A Simple Test to Evaluate Your Outward Focus and Evangelistic Potential

If you want to evaluate how outwardly-focused you are, try this simple exercise for yourself and then perhaps with your congregation. FOR THE SAKE OF THIS PRACTICE, TRY TO DO THE EXERCISES STEP-BY-STEP BEFORE PROCEEDING TO THE NEXT STEP.  If you take your church members through this exercise, simply have them complete step 1 before proceeding to step 2. 
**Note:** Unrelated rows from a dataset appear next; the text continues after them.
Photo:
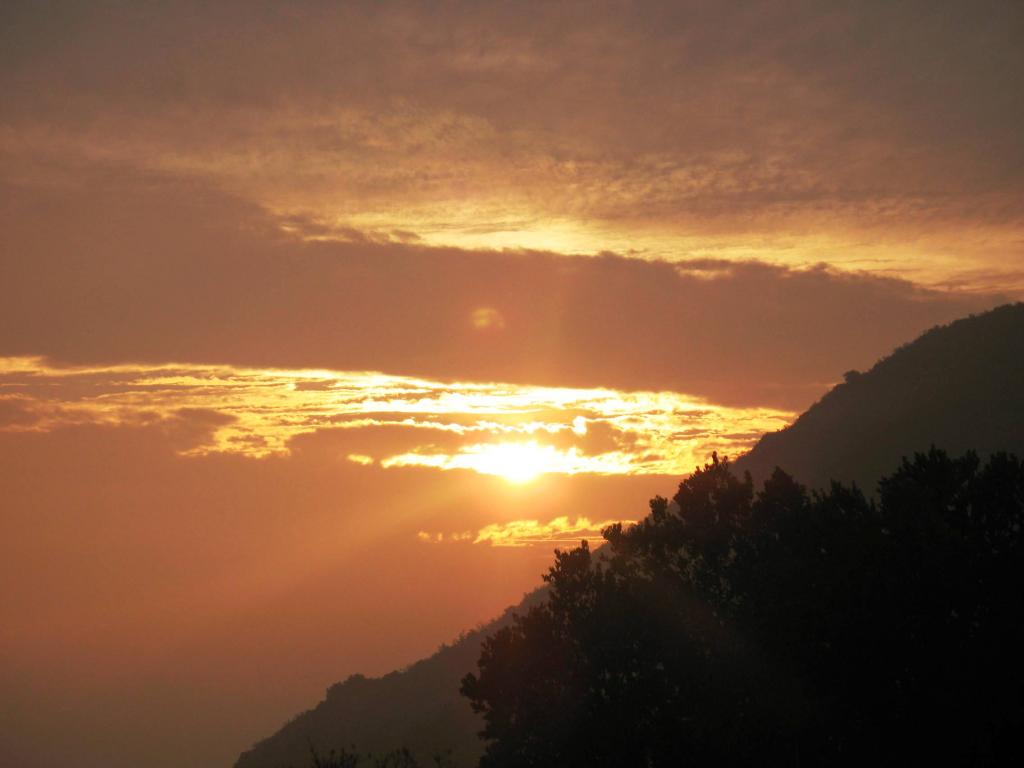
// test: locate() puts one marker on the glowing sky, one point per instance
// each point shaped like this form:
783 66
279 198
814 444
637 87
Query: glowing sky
321 324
Step 1. Take a sheet of paper or type on your phone, and list the names of 10 believers with whom you are close enough you could share a prayer concern with them today. Take the time now to list these names, and thank God for each of them. 

1.

2. 

3.

4.

5.

6.

7.

8.

9.

10.

Step 2. On that same sheet of paper or your phone, now list the names of 10 non-believers (as far as you know) with whom you are close enough you could share the gospel with them today: 

1.

2. 

3.

4.

5.

6.

7.

8.

9.

10.

What do you learn from this exercise? In most cases, here’s the result: many believers can’t list 10 non-believers with whom they have a strong relationship (with the exception of believers whose family members are not yet saved). Here’s my conclusion, in fact: the longer a person is a believer, and the higher a person goes up the leadership ladder of a church, the less likely it is he/she will know well 10 non-believers. 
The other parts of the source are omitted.